Inconsistency handling is an important issue in knowledge management. Especially in ontology engineering, logical inconsistencies may occur during ontology construction. A natural way to reason with an inconsistent ontology is to utilize the maximal consistent subsets of the ontology. However, previous studies on selecting maximum consistent subsets have rarely considered the semantics of the axioms, which may result in irrational inference. In this paper, we propose a novel approach to reasoning with inconsistent ontologies in description logics based on the embeddings of axioms. We first give a method for turning axioms into distributed semantic vectors to compute the semantic connections between the axioms. We then define an embedding-based method for selecting the maximum consistent subsets and use it to define an inconsistency-tolerant inference relation. We show the rationality of our inference relation by considering some logical properties. Finally, we conduct experiments on several ontologies to evaluate the reasoning power of our inference relation. The experimental results show that our embedding-based method can outperform existing inconsistency-tolerant reasoning methods based on maximal consistent subsets.

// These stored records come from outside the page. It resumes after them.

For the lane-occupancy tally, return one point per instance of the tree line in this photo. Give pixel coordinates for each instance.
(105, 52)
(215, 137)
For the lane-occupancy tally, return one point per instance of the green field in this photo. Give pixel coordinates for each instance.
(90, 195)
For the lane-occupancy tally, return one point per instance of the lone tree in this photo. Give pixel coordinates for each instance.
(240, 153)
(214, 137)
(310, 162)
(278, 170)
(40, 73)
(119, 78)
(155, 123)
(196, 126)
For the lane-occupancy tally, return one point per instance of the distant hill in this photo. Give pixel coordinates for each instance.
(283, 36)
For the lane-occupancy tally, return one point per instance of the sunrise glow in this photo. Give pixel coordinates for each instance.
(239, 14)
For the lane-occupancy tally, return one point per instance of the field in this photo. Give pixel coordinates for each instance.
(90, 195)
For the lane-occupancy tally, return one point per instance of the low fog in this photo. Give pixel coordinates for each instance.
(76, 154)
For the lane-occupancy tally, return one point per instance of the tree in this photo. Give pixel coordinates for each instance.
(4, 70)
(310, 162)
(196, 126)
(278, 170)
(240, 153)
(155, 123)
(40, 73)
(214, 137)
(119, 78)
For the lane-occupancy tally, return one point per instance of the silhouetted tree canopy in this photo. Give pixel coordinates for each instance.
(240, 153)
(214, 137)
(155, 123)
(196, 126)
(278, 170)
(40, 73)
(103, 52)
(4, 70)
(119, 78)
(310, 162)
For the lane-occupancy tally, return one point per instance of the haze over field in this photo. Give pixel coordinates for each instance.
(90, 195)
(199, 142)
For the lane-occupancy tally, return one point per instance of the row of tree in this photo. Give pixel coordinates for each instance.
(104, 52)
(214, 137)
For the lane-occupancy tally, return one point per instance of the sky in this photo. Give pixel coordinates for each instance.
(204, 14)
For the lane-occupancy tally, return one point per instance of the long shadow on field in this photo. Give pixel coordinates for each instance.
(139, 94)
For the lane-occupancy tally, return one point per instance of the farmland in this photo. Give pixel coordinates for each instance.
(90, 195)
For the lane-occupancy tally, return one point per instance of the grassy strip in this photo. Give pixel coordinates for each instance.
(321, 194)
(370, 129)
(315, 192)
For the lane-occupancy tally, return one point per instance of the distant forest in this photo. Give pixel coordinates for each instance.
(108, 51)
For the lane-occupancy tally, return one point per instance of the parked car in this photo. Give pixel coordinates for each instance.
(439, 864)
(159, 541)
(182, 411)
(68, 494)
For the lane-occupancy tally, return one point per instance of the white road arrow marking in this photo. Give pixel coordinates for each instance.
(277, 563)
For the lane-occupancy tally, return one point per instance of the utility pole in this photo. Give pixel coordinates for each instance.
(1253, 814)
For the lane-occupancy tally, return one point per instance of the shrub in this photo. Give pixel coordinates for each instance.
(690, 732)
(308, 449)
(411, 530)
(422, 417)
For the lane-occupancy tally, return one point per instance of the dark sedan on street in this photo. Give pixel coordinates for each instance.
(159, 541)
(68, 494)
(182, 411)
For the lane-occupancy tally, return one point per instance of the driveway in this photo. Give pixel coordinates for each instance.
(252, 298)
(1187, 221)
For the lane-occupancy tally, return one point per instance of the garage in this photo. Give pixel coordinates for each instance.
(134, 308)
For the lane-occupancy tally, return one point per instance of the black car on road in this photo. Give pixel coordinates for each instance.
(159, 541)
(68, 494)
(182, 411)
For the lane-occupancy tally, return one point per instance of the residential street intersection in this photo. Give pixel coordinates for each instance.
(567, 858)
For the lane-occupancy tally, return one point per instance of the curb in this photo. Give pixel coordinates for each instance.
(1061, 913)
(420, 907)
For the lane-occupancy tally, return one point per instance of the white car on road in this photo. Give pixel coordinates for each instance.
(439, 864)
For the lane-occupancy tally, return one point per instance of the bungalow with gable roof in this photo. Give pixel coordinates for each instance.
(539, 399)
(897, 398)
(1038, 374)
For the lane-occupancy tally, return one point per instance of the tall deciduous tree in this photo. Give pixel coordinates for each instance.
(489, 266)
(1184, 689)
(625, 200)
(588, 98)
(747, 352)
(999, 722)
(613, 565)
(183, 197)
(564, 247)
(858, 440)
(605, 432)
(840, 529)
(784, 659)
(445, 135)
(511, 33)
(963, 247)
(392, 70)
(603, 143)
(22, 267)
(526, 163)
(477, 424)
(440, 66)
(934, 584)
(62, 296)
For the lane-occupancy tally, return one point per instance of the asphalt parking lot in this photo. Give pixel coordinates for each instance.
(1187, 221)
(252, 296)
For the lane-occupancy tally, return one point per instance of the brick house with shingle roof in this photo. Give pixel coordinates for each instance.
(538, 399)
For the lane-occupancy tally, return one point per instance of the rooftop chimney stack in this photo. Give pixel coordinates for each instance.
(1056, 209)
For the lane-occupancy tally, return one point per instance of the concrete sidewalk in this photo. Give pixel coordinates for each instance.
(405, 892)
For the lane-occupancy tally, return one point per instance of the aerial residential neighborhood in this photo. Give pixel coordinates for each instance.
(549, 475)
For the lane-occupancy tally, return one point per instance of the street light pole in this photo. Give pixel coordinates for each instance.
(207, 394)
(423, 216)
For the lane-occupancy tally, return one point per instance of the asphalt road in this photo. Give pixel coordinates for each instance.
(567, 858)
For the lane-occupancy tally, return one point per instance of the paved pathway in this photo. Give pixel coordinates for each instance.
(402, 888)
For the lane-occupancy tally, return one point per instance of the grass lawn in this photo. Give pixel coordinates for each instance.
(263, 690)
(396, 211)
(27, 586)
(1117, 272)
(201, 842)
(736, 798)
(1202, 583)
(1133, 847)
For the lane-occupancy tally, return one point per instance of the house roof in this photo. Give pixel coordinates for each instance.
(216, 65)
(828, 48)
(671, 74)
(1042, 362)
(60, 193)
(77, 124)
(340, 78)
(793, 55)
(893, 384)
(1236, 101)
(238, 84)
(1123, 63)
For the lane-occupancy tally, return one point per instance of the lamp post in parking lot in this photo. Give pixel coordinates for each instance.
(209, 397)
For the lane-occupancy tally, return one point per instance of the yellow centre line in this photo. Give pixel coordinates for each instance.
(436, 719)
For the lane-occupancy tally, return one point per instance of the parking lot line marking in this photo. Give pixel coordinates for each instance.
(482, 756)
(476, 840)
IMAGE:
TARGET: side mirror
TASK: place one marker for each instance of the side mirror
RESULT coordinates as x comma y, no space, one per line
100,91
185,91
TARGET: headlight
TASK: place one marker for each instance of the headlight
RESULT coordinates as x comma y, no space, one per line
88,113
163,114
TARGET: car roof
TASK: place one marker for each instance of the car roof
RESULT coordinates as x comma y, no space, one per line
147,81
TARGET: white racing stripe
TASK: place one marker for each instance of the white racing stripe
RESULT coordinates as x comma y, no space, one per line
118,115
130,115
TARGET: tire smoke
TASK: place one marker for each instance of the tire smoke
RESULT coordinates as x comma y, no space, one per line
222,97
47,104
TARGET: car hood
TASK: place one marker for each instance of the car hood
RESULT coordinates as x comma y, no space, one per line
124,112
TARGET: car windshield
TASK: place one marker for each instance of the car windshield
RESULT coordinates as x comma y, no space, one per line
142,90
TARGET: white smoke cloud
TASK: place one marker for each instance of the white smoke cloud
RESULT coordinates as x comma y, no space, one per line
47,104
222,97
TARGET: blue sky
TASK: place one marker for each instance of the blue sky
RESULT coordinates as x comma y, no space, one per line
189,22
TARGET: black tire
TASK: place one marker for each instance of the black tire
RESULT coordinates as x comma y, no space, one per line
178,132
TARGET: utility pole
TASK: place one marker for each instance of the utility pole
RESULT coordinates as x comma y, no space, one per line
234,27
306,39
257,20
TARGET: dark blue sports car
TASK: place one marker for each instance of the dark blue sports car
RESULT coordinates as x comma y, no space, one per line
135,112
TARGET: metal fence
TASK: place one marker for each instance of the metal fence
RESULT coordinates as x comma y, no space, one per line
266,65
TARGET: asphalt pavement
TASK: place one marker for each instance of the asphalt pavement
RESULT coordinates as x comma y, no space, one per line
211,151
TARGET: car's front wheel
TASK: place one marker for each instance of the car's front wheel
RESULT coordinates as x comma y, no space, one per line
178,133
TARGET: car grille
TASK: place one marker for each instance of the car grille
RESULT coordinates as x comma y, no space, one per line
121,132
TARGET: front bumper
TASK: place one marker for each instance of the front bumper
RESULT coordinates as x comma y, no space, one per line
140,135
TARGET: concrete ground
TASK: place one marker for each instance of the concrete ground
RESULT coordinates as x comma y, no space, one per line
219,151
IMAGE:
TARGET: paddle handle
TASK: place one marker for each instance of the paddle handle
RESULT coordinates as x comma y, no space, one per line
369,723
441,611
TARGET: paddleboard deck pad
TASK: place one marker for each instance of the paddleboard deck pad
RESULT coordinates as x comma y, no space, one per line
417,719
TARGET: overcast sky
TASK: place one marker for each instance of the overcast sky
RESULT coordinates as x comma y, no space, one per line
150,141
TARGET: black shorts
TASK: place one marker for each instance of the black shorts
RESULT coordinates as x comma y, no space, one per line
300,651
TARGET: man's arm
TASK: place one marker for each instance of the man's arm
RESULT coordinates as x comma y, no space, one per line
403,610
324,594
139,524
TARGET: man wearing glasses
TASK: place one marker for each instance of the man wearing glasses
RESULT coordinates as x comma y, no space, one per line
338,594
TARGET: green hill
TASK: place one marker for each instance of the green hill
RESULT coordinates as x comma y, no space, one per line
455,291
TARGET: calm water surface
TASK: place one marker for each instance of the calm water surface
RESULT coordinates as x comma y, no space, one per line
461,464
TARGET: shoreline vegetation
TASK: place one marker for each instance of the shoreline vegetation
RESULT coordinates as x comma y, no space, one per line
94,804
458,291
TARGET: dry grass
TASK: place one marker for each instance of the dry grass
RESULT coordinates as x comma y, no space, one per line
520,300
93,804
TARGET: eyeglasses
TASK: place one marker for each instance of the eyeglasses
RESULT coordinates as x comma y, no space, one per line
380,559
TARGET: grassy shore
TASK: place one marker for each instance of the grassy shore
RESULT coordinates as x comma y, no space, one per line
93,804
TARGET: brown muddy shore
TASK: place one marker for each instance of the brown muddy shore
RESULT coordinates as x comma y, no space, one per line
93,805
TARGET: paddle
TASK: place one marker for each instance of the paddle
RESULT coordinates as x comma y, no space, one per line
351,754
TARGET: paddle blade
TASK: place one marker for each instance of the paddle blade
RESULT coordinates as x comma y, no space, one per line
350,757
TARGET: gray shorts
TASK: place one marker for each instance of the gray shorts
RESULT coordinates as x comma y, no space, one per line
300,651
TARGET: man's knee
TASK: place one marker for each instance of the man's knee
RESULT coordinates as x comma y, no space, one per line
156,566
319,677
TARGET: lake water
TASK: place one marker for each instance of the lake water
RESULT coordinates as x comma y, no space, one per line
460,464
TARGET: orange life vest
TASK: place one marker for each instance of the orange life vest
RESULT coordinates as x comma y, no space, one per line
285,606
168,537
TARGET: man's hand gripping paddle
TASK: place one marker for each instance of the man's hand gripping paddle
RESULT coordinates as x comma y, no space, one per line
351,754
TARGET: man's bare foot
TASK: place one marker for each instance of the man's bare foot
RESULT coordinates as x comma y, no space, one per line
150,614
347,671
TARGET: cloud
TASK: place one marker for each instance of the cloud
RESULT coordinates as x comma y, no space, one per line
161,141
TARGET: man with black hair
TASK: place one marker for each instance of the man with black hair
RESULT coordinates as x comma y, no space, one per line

翻译：不一致处理是知识管理中的一个重要问题。特别在本体工程中，本体构建过程中可能产生逻辑不一致性。处理不一致本体的自然方法是利用本体的最大一致子集。然而，以往关于最大一致子集选择的研究很少考虑公理的语义，这可能导致非理性的推理。本文提出了一种基于公理嵌入的描述逻辑中不一致本体推理的新方法。首先，我们给出了一种将公理转化为分布式语义向量的方法，以计算公理之间的语义联系。随后，我们定义了一种基于嵌入的最大一致子集选择方法，并利用它定义了一种不一致容忍的推理关系。通过考察若干逻辑性质，我们证明了该推理关系的合理性。最后，我们在多个本体上进行了实验，评估了该推理关系的推理能力。实验结果表明，基于嵌入的方法在性能上优于现有基于最大一致子集的不一致容忍推理方法。